16GB vs. 32GB -- Maximize a Mac's performance by choosing the right amount of memory
When purchasing a new Mac, customers are presented with many memory options to cater to a diverse range of needs. Here are the pros and cons of 8GB, 16GB, 32GB, and more.
The amount of Mac memory is crucial for certain tasks
The Apple Silicon series of chips for Mac, encompassing the M1 and M2 lineups, support a unified memory range from 8GB up to 96GB, varying with the product generation. As a result, Mac buyers can find themselves figuring out the best memory option to select.
While most computer firms use distinct silicon for CPUs and RAM, Apple employs a "system-on-a-chip" design, integrating various components into one unified chip.
16GB vs. 32GB RAM -- Unified memory versus discrete memory
Traditionally, Intel chips operate with separate RAM modules, a stark contrast to Apple Silicon chips, where RAM is seamlessly integrated into the chip. It facilitates quicker memory access and enhances performance across numerous tasks.

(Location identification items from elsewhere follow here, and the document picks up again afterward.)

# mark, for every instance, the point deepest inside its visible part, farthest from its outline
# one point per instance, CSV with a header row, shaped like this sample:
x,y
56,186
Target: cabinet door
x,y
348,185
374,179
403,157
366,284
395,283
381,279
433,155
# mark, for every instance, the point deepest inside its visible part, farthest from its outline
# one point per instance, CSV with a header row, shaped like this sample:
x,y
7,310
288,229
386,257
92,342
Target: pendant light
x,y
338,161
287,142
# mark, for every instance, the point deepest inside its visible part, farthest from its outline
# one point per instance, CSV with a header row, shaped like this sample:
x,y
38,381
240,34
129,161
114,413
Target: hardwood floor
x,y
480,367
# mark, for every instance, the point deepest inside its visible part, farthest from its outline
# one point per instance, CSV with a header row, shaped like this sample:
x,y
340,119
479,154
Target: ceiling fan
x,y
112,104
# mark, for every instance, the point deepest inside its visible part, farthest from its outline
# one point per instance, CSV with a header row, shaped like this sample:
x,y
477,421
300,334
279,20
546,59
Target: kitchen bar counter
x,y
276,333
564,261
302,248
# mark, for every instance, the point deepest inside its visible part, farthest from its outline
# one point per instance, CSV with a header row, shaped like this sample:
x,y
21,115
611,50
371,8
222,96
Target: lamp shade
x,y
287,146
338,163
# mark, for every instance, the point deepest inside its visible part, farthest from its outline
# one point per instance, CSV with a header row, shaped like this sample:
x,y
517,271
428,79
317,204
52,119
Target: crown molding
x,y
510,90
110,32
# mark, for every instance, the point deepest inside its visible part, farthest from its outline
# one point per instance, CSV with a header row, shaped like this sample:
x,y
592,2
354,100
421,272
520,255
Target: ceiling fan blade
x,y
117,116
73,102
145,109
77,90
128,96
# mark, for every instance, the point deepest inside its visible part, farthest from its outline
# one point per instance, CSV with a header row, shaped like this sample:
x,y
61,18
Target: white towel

The central and graphics processors maintain individual memory reserves in discrete memory systems, operating independently. However, Apple's unified memory strategy allows different chip segments to share a common memory pool, eliminating data duplication and fostering both speed and efficiency.
Choosing the amount of memory is still a separate menu in the Mac purchasing process, and upgrading from the baseline configuration is costly.
For instance, the 2023 14-inch MacBook Pro comes with a baseline of 16GB of memory. An upgrade to 32GB of memory costs $400, and various choices are available up to the top tier of 96GB of memory, equipped with an M2 Max chip, for an added fee of $1,200.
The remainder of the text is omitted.